La gran pregunta que se hacen los habituales es si seguirán encontrando esos sabores que forman parte de su memoria emocional. La respuesta es un rotundo sí. La nueva carta apuesta por una cocina de mercado donde el mar y la montaña se dan la mano, pero con presentaciones más cuidadas y técnicas actualizadas. El objetivo es claro: atraer al público joven sin expulsar al cliente que va cada mañana desde los años 70.
La apuesta por el producto local sigue siendo innegociable. Pescado de la lonja, verduras de proximidad y ese arroz que les ha dado fama mundial son los pilares sobre los que se construye esta nueva etapa. La familia Nuri entiende que en la sencillez del ingrediente reside la verdadera excelencia, y es precisamente esta honestidad la que quieren blindar con la reapertura del establecimiento.

Un diseño que abraza el pasado
La transformación también es visual. El nuevo Bar Nuri huye de las modas pasajeras y apuesta por un interiorismo que rinde homenaje a las tabernas clásicas de Barcelona, pero con un tono contemporáneo y luminoso. Se busca un espacio donde la barra siga siendo la gran protagonista, ese lugar donde la charla fluye tan rápido como las cañas bien tiradas.
Es vital que los espacios gastronómicos mantengan su identidad para que los barrios no pierdan la esencia. La Familia Nuri ha sabido leer este sentimiento y ha diseñado un local que invita a la sobremesa larga, a recuperar el placer de comer sin mirar el reloj.

El futuro de un legado compartido
Reinventarse después de 60 años requiere valentía y, sobre todo, mucho amor por el oficio. Con este movimiento, la familia asegura la continuidad de un nombre que es sinónimo de calidad en Barcelona. No es solo abrir las puertas de un restaurante; es mantener abierta una ventana a la historia viva de la gastronomía catalana más popular y querida.
Si eres de los que disfruta con una buena tapa de calamares o un arroz que tenga un sabor de gloria bendita, la cita en el nuevo Bar Nuri es obligatoria.
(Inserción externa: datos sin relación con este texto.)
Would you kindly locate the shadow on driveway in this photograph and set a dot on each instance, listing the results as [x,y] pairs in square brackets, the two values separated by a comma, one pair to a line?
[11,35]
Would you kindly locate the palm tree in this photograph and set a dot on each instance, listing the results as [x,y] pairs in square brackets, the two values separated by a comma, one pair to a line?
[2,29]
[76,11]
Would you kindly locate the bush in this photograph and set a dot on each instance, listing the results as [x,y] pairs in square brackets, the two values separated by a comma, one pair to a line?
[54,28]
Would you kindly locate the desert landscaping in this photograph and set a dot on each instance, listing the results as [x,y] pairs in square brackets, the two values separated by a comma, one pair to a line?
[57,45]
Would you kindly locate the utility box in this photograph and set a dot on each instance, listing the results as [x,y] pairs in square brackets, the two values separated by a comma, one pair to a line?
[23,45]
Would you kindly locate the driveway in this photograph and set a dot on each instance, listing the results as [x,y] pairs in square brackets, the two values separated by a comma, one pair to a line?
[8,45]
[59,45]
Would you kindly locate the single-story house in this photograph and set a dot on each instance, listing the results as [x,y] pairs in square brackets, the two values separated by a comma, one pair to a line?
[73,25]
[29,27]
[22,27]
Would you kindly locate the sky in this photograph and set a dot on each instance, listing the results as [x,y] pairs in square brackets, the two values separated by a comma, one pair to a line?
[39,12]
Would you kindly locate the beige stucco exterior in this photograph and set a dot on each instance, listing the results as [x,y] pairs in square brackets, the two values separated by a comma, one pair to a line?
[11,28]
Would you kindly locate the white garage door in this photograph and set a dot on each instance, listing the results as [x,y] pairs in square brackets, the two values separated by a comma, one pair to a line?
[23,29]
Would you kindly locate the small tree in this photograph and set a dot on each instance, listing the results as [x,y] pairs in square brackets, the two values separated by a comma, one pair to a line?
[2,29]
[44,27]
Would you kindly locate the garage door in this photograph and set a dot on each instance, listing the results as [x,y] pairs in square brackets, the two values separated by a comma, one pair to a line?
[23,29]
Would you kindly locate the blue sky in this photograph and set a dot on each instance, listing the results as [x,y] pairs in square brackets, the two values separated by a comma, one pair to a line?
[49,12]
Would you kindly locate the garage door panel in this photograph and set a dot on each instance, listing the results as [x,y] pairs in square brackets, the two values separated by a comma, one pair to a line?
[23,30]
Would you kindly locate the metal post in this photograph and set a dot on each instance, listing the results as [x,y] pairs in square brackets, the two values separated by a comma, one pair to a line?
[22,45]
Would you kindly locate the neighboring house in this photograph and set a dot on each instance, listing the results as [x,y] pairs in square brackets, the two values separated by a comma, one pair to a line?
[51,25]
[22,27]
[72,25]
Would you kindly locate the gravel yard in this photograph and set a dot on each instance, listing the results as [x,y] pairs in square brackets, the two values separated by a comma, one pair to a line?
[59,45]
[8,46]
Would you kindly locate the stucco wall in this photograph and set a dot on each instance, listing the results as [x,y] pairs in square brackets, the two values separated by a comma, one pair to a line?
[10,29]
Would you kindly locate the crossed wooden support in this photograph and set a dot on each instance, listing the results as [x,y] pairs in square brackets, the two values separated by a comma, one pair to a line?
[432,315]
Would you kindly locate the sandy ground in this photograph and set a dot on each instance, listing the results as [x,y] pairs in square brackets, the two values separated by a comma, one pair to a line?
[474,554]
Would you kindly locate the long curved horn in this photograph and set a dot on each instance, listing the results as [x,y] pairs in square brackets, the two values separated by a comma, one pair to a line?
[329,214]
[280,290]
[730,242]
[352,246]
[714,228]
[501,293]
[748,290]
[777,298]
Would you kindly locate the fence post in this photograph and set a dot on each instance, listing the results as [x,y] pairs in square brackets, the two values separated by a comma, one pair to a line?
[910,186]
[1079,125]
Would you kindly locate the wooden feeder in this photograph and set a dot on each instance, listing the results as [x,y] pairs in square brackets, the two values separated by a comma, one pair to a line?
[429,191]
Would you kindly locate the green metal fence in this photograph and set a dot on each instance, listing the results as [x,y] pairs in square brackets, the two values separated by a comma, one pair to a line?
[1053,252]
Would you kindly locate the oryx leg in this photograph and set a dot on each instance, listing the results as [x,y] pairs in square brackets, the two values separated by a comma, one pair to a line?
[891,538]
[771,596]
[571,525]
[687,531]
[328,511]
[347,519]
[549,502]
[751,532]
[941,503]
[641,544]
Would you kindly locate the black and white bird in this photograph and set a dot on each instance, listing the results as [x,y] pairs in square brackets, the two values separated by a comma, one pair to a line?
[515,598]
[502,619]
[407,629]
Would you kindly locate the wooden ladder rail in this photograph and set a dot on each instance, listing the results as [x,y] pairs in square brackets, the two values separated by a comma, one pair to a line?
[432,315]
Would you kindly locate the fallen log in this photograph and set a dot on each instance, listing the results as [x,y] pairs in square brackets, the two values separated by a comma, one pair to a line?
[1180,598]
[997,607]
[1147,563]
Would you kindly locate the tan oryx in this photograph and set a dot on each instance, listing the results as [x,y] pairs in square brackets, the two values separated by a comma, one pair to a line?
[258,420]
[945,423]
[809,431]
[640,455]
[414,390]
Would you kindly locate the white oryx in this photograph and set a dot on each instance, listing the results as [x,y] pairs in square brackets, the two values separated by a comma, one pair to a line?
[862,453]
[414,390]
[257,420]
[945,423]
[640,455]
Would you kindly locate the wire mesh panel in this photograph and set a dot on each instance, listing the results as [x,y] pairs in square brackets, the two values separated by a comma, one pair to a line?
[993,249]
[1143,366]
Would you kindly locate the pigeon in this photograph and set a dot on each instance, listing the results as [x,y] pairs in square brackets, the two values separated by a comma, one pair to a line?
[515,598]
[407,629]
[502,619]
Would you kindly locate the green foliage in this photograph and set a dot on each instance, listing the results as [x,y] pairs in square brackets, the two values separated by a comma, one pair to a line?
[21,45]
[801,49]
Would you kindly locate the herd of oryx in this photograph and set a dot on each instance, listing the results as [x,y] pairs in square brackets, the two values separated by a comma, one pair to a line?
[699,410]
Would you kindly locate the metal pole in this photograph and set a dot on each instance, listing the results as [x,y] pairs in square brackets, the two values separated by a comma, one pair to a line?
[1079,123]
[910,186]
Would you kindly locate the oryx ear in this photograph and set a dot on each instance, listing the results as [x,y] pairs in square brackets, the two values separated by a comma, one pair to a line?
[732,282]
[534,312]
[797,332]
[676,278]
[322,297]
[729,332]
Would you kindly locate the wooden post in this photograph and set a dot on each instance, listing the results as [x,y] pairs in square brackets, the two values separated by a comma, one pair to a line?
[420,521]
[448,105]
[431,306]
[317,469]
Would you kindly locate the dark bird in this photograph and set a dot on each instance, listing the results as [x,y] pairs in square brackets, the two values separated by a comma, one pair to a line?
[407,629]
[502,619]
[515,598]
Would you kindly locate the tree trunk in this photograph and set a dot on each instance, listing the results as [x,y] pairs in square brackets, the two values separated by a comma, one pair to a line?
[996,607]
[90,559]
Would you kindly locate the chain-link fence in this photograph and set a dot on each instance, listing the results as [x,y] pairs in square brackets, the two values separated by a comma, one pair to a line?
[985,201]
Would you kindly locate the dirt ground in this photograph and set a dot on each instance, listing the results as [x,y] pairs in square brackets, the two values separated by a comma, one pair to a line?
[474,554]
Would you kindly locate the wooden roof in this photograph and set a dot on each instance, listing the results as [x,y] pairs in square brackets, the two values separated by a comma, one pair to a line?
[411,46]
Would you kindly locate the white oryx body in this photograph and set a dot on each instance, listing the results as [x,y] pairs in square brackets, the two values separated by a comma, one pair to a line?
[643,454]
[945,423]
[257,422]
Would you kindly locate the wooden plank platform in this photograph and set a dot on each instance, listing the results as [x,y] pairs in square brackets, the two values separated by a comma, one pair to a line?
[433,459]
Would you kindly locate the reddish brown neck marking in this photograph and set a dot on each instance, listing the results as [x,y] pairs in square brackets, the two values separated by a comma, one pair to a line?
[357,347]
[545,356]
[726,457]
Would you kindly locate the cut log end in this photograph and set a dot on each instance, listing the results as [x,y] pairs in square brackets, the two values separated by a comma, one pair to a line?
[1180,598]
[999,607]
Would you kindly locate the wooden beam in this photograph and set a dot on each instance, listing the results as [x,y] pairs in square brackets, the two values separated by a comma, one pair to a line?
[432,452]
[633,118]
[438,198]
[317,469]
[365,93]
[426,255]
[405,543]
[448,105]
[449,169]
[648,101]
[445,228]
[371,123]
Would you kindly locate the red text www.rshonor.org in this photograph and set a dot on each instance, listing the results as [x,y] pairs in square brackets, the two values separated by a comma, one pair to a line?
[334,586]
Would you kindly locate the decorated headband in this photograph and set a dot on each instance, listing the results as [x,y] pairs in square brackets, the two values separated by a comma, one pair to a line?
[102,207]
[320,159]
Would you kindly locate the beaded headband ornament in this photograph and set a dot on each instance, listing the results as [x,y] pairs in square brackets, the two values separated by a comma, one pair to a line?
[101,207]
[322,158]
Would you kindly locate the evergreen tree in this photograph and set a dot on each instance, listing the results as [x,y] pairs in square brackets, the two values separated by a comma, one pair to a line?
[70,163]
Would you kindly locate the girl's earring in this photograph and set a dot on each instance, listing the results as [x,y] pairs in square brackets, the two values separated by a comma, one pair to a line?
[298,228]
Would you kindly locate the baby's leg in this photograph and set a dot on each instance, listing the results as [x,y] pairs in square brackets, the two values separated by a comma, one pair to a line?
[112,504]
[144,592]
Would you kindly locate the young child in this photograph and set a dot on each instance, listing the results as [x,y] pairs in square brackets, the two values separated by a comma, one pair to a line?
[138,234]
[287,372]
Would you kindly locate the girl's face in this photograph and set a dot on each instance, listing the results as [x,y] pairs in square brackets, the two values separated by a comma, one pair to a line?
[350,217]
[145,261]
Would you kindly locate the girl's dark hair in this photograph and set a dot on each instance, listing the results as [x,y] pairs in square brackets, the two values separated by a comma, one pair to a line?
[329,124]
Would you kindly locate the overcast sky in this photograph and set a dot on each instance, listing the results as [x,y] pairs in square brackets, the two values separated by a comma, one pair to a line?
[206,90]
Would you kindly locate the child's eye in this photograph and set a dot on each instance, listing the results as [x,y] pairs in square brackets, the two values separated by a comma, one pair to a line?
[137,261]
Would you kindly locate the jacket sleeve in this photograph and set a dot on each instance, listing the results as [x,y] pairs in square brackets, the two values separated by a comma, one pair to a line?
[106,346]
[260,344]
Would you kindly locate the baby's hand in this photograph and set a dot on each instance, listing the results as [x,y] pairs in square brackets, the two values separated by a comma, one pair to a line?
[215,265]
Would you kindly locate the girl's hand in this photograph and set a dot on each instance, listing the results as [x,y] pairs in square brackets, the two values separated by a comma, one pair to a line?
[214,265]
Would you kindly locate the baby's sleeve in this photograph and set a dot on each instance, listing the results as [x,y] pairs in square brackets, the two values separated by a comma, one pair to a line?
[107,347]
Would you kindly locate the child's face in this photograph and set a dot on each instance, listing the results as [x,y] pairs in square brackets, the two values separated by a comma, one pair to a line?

Es la oportunidad de celebrar que, a veces, las cosas cambian para que lo importante siga exactamente igual. ¿Estás listo para brindar por otros sesenta años más de éxitos?
Al fin y al cabo, la clave de la Familia Nuri siempre ha sido la misma: cocinar para los demás como si lo hicieran para ellos mismos. Y este ingrediente secreto es el que ningún robot de cocina ni ninguna franquicia podrá replicar jamás.